When we’re exploring different kinds of meditation or just starting our meditation journey, it’s common to search for guided meditations to create a certain feeling. Listening to a calm voice through visualizations and calming music can have a marked effect on our emotions, like listening to music or to an encouraging speech.

Guided meditation functions very differently from Vedic Meditation though, and it’s important to know what type of meditation you’re seeking when considering guided meditation vs unguided meditation.

Is guided meditation really meditation?

The word ‘meditation’ means to contemplate an idea. Guided meditation is a form of meditation, then, in a category of meditations called focused or concentrative techniques.

These kinds of meditation techniques require the mind to focus on a single thought or to direct the attention to a specific place. Guided meditation can feel very relaxing and soothing, and it’s important to realize that although we may feel more relaxed than we did before, we’ve still been concentrating on an idea for the whole session. Concentrating requires attention and energy, which means we won’t be providing a deep level of rest to the body.

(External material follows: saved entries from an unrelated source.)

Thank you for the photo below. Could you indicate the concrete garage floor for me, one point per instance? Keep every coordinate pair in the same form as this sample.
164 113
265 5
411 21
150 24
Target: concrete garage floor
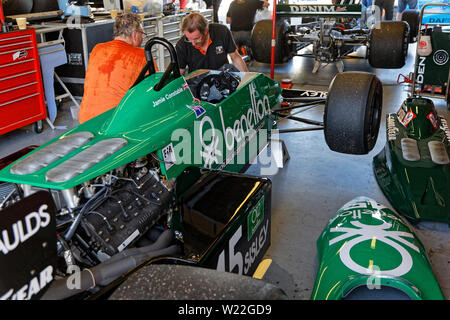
313 185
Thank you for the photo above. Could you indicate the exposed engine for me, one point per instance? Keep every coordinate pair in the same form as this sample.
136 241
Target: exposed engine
102 217
331 40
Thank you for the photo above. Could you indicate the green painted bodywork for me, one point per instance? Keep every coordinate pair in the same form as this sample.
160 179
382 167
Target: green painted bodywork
419 190
147 119
367 244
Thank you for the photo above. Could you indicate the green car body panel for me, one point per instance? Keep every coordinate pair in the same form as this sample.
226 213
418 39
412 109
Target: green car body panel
367 244
145 121
413 170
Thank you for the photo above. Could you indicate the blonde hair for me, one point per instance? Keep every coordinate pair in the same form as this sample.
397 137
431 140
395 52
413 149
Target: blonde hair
126 23
194 21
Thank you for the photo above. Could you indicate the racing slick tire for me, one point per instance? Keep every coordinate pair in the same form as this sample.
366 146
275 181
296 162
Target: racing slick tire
411 17
388 45
261 40
353 112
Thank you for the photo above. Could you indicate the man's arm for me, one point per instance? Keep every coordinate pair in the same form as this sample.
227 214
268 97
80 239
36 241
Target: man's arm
238 62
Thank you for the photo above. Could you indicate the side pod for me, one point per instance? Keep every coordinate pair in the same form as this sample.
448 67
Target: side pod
368 252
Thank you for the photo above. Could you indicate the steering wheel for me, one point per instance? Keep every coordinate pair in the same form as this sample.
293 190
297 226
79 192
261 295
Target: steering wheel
215 87
150 67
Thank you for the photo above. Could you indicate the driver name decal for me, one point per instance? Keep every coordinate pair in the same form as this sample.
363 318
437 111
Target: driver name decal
168 96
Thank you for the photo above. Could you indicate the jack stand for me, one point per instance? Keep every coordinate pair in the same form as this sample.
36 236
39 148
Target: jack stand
339 66
316 66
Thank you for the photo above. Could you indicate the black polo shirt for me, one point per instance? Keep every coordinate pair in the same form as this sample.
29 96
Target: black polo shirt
221 45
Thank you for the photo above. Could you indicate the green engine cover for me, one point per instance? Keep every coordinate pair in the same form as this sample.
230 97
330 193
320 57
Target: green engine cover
368 245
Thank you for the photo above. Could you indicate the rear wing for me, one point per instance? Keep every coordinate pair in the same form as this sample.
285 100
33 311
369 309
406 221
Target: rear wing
341 9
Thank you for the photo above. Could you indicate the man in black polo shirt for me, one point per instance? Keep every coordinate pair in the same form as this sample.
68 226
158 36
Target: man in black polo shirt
240 16
206 46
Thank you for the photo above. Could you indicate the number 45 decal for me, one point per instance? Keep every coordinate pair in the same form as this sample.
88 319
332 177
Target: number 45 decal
234 258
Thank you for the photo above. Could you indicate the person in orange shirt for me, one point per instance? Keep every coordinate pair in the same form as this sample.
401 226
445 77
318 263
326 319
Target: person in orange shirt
113 67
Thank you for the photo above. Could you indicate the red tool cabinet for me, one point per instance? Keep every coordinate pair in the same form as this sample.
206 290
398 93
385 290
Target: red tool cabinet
22 98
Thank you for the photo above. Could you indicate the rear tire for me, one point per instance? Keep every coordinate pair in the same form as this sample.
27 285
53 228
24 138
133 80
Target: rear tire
412 18
261 42
388 45
353 112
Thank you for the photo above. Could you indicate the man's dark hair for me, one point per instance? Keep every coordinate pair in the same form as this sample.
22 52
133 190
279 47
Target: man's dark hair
194 21
125 24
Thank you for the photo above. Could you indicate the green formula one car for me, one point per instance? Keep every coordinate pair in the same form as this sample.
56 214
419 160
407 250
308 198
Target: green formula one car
368 252
157 178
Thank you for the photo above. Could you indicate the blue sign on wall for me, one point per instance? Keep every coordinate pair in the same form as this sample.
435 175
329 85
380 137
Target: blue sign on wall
436 14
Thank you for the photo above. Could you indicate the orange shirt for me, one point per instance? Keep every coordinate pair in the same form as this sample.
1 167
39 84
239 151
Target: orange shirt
113 68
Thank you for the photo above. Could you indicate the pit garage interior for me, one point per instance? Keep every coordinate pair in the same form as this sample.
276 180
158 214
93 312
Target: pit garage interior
313 184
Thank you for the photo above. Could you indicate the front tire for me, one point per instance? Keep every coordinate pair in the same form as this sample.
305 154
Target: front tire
388 45
353 112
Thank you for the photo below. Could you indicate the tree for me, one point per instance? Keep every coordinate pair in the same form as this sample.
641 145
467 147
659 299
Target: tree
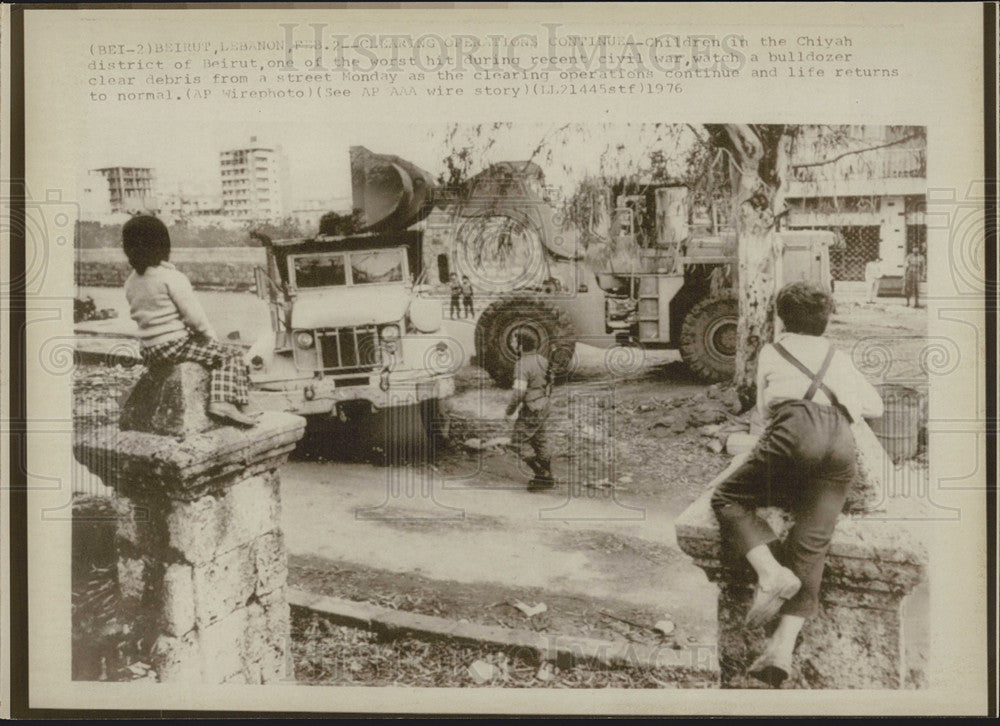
759 157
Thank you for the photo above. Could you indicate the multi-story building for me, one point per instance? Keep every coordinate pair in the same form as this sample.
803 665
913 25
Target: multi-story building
869 184
307 212
188 206
131 189
254 182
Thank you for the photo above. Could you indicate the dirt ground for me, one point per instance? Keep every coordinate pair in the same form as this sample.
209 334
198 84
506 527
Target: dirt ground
667 432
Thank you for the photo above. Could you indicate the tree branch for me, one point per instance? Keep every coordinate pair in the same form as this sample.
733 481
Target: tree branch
858 151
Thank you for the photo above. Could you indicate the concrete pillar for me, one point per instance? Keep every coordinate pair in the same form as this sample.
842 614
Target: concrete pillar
856 640
201 556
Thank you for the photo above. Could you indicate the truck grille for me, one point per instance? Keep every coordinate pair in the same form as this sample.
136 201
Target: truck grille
344 350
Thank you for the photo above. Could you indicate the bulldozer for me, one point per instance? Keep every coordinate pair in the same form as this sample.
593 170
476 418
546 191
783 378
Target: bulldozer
677 290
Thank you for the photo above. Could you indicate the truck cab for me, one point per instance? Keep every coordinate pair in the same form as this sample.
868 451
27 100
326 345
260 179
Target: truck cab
350 329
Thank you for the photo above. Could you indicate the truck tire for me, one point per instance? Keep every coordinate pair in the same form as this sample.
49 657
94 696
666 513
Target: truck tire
402 436
708 338
495 330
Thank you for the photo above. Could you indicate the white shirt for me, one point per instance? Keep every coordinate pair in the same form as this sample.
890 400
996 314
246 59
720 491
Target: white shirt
779 380
162 303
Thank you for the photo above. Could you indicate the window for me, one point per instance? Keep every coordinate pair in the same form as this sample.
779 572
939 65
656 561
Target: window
319 271
376 266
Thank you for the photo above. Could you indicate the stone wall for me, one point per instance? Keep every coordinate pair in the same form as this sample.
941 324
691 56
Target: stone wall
233 276
857 638
200 551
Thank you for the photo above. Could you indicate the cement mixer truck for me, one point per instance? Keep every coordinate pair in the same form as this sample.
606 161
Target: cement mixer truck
353 328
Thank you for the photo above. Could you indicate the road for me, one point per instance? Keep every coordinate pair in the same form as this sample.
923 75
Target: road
462 535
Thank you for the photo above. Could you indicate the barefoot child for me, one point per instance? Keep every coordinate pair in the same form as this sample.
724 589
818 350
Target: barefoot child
172 325
808 394
530 401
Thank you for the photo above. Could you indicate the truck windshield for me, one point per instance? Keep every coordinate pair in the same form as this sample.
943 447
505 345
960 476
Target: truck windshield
323 271
376 266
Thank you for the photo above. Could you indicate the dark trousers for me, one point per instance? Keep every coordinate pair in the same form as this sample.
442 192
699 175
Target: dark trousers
911 286
804 462
531 440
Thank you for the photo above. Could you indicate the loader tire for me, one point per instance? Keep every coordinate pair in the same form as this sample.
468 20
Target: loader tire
709 339
495 351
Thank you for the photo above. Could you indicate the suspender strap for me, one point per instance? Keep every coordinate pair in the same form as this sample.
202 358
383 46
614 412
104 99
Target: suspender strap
817 378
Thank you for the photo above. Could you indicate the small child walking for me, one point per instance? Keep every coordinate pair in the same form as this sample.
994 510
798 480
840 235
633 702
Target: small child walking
803 462
467 297
455 288
172 324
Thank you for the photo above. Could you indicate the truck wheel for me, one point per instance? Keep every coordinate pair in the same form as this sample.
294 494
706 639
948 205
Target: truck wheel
495 345
401 437
708 338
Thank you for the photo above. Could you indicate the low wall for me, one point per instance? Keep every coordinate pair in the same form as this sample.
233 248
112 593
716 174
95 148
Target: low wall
235 276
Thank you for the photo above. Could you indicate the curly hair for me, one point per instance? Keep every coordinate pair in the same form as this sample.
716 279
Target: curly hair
146 242
527 340
804 308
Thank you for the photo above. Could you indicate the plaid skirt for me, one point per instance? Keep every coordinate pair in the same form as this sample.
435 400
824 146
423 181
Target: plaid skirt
230 375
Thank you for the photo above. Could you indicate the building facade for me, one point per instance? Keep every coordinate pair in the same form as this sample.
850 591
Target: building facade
130 189
868 184
254 182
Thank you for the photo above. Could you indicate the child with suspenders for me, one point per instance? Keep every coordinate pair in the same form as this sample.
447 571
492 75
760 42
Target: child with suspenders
808 394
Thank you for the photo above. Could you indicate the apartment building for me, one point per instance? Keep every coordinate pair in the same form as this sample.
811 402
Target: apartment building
130 189
868 184
254 182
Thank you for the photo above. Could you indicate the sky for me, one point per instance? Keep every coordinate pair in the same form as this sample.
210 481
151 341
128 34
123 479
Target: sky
184 150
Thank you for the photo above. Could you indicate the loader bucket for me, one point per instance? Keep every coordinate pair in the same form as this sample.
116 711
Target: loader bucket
390 192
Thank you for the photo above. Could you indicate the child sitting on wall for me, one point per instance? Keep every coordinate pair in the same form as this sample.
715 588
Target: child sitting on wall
803 462
172 324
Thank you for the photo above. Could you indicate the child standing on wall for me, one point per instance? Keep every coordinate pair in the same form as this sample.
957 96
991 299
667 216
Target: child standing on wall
803 462
172 324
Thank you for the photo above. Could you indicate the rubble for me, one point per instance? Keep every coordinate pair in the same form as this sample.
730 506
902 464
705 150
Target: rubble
482 672
530 610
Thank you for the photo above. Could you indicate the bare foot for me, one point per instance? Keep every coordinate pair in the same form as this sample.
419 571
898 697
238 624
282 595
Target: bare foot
772 668
770 595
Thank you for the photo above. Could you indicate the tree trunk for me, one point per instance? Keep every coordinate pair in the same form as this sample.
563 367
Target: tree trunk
754 156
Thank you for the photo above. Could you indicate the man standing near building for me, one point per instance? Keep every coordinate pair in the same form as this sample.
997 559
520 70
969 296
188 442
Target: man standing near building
873 274
456 295
530 401
913 273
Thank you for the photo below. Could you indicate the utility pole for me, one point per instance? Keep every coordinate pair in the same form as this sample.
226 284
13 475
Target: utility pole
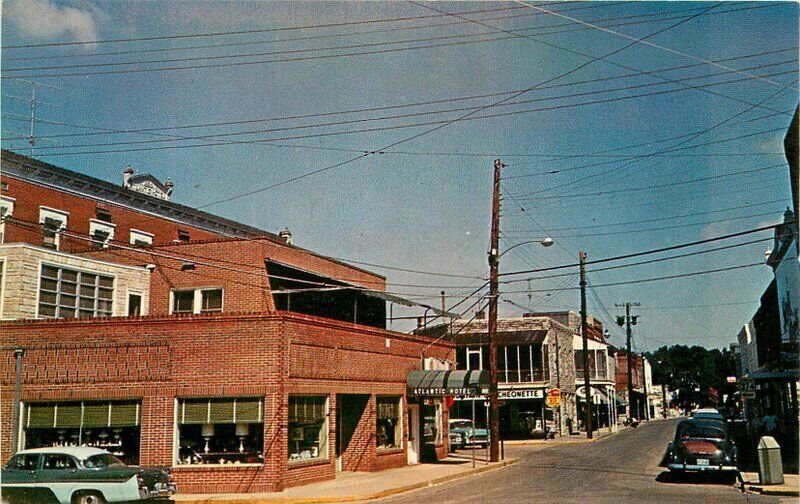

Guided meditations can be a great way to take a break, to visualize things we aspire to or enjoy, and to immediately change feelings of anxiety or overwhelm. Guided meditations work by distracting our minds or reminding us of a positive, empowering idea. The guidance can be visual or auditory, timed or untimed, but if you’re paying attention to a sound or voice telling you what to think about, then it’s considered a guided meditation.

The outcome of guided meditation is not rest, then, even if a guided meditation for sleeping sends you off to sleep at night. Since the guided form requires concentration, it can distract your mind from certain thoughts or state.

After the guided meditation is over, though, your body will have the same level of embedded stress in the cells and underlying stress response patterns waiting to emerge. You will likely not have transcended thought altogether to immerse in the field of thoughtless pure Being, which is where many of the benefits of Vedic Meditation begin.

Concentrative vs auto-transcendent meditation

Concentrative forms of meditation include any that require you to focus on an idea to the exclusion of all others. So, any meditation techniques that require you to ‘not think’ fall into this category, as well as breathwork, guided meditations, mindfulness, and meditation styles where you focus on your body or breath.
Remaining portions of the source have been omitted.